Eventually we made our way over to the dining tent for breakfast and were met by Said for our all-day game drive. We drove to the huge baobab called Poacher's Hide and went inside it which was neat. During our drive we saw a large pride of at least 15 lions (resting) and a leopard in a bare tree which was quite close to us. I hadn't really expected to see leopard or lions in Tarangire so that was a nice surprise. The only new mammal we saw were some lesser kudu. We did see our first owl of the trip, which was really cool. And of course we saw so many elephants. One interesting behavior we noticed in Tarangire's elephants was that they regularly tend to rest their trunks on one or both of their huge tusks. We have occasionally seen this elsewhere but not nearly to the same extent. It was very funny to see groups of so many elephants all with their trunks curled around their tusks, as if the trunk was so heavy that it had to be rested on something...

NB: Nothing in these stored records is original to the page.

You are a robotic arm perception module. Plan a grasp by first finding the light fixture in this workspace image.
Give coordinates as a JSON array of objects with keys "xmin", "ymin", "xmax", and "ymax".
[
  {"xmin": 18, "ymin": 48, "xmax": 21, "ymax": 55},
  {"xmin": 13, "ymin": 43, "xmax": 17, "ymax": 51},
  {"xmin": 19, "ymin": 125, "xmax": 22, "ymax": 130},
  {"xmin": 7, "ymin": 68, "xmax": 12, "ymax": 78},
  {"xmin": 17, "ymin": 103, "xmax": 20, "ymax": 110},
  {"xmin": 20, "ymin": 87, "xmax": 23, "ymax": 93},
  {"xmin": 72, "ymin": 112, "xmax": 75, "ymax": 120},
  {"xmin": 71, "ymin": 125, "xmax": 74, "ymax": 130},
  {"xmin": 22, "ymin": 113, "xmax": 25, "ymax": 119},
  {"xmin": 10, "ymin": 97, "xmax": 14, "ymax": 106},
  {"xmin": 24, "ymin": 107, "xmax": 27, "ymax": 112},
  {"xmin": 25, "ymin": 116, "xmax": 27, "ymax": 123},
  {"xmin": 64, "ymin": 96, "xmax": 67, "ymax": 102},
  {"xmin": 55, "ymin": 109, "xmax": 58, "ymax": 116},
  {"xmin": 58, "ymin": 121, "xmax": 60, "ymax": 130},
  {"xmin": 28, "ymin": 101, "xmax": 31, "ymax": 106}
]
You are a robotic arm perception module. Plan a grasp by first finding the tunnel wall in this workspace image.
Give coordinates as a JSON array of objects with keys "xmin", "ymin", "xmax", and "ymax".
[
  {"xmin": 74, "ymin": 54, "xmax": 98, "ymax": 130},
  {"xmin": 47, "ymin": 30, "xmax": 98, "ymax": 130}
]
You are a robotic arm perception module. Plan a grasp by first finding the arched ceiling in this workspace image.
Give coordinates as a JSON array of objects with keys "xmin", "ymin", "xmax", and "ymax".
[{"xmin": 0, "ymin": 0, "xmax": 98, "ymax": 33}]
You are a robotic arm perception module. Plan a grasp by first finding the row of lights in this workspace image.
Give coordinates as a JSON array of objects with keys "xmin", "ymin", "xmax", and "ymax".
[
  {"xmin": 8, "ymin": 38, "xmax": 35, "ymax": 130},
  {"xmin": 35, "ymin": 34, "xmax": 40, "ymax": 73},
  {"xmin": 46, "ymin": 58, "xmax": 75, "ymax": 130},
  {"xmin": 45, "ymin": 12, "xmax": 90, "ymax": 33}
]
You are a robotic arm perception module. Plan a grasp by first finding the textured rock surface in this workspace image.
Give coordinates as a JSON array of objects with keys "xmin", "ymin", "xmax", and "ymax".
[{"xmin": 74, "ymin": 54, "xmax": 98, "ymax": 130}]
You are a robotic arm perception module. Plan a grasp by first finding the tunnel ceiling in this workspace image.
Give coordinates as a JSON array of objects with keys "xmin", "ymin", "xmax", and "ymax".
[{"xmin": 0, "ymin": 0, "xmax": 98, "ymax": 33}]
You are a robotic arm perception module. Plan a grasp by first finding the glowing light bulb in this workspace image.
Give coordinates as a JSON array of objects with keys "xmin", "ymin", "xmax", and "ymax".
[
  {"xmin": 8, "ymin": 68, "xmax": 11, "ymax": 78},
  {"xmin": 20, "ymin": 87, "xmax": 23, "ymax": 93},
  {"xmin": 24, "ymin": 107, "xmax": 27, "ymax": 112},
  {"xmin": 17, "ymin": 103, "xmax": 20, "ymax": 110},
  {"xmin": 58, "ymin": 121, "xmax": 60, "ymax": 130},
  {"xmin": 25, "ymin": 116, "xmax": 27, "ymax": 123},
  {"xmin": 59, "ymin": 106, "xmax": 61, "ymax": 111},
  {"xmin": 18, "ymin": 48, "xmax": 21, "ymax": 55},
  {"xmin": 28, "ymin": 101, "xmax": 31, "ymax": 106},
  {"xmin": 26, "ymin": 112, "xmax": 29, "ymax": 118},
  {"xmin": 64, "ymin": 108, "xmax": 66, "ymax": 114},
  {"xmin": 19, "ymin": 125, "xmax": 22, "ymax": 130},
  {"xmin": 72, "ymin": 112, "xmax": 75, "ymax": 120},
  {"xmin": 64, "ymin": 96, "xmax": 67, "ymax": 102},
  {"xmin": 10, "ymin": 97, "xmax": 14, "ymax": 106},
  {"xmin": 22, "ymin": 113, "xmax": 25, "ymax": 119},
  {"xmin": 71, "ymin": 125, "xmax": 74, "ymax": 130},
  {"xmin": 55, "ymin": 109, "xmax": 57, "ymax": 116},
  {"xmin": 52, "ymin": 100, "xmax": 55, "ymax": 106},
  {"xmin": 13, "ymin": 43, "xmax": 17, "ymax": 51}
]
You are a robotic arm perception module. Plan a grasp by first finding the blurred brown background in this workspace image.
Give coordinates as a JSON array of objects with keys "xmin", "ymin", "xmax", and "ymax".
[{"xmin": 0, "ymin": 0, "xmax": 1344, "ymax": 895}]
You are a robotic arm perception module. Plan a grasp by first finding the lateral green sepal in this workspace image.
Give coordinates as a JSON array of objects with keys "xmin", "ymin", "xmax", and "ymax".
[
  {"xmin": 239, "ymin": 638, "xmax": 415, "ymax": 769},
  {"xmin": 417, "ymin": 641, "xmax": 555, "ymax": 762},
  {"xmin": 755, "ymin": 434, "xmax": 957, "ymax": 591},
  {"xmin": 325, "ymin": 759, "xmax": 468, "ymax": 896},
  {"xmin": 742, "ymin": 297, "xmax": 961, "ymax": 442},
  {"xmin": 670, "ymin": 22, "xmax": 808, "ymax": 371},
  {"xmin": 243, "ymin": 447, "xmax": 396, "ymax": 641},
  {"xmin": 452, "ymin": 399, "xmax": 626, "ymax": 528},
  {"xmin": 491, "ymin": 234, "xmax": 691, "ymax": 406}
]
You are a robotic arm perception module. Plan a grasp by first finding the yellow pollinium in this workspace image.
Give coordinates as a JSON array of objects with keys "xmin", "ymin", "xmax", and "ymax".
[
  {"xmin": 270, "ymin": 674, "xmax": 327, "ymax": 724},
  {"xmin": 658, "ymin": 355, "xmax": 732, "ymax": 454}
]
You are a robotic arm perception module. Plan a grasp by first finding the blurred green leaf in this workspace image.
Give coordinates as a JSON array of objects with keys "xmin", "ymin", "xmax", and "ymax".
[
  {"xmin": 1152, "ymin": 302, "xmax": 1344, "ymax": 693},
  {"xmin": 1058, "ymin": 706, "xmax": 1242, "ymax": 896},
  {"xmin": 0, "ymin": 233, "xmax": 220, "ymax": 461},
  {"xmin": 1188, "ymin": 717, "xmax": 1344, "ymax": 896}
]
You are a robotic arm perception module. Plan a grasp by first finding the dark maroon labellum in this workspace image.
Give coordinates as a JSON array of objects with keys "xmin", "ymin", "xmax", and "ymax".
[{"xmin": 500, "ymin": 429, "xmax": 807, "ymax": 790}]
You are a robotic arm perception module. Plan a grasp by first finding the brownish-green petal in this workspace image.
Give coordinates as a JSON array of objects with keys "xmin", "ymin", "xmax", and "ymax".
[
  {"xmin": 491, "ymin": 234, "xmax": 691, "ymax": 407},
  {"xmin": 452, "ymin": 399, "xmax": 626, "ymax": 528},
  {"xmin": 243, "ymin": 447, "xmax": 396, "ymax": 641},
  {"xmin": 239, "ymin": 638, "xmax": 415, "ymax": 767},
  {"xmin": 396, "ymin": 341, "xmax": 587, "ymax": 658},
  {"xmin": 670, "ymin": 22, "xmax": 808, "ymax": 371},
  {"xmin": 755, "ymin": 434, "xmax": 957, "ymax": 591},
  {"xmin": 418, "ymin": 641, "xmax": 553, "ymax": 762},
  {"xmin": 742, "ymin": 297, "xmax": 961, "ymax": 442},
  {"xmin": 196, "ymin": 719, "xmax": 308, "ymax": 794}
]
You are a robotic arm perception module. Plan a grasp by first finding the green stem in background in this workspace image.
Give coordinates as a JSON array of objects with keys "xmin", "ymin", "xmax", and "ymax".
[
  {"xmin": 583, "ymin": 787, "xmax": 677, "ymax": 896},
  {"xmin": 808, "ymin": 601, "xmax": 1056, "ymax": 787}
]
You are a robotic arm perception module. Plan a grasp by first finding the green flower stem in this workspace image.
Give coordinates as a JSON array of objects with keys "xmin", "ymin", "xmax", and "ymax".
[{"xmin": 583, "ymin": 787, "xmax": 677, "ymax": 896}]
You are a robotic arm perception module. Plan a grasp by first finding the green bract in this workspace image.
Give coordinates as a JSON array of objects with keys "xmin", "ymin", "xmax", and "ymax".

The highlight of the day, without a doubt, was our picnic lunch. It was the most amazing picnic I can imagine. Swala had packed us a hamper with a tablecloth and a lovely bottle of wine and real glassware and cloth napkins and beautiful carved wooden bowls with delicious curried salads and rice, fruit, cookies and coffee and and all sorts of things. We ate it at a picnic table overlooking the river and watching the elephants and monkeys and birds. It was so delightful and yet a little bit bittersweet because we knew we were leaving the next day and we were already getting sad about it.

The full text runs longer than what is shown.